Wednesday, February 4, 2009

Best Friend

Jack London’s Call of the Wild (COTW) is the perfect counterpart to David Wroblewski’s The Story of Edgar Sawtelle if only because its 86 pages are a welcome reprieve from the 562 pages of Wroblewski’s book. Although the latter had only 3 chapters from the point of view of the dog Almondine, COTW is all Buck. Buck is a cross between a St Bernard (his father) and shepherd (his mother). Though the first 4 years of his life were spent in the comfort of the Santa Clara Valley in California, Buck finds himself as part of a dogsled team in the Yukon in the gold rush days of the 1890s. The story takes us through a succession of 5 owners. They run the gamut from bad to good. As Buck learns to adapt to his new surroundings, we see him exercise the imagination so sought by the Sawtelle breeders.

As Charlotte described in her review of London’s story “To Build a Fire”, his language is so vivid that you feel that you are right there. You feel the frenzy of the miners and the personalities of the dogs. To write with such feeling about Buck and his fellow dogs, London must have had some very special canines in his own life. Maybe it was the dogs he encountered during the year that he spent prospecting for gold in the Klondike during the gold rush. When an author is writing from personal experience there seems to be a special quality, an immediacy to the writing that no amount of research can duplicate.

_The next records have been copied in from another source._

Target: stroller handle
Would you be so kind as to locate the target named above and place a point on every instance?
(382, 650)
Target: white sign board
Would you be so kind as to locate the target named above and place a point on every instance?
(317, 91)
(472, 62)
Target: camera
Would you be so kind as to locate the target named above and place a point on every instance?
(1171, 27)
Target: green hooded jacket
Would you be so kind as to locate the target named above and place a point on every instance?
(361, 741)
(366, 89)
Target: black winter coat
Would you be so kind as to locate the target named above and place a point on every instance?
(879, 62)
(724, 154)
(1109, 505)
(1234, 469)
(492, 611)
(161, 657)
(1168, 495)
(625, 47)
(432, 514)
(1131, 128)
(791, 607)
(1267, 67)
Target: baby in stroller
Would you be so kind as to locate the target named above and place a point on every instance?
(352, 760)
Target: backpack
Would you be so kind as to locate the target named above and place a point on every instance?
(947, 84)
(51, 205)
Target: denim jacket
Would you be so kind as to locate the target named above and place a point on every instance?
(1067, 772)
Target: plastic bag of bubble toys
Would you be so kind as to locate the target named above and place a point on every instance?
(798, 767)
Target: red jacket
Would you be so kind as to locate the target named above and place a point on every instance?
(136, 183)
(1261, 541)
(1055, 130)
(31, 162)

As an aside, I listened to COTW on a free recording that I downloaded from http://www.librivox.org/ but I also have a printed copy. I went to the hard copy to check something only to discover that the recorded version had omitted the last two pages – pages which bring a significant closure to the story. Another example I guess of “you get what you pay for.” Like many of London’s other works, COTW was first published in sequential issues of The Saturday Evening Post which left the text open to editors’ space and formatting constraints which were not present in the subsequent book publication. Nevertheless I am sorry for the recording lapse.

We in the San Francisco Bay Area are fortunate to be close to Jack London State Historic Park where London is buried and a museum chronicles his life and adventures. I’m tempted to pay a return visit.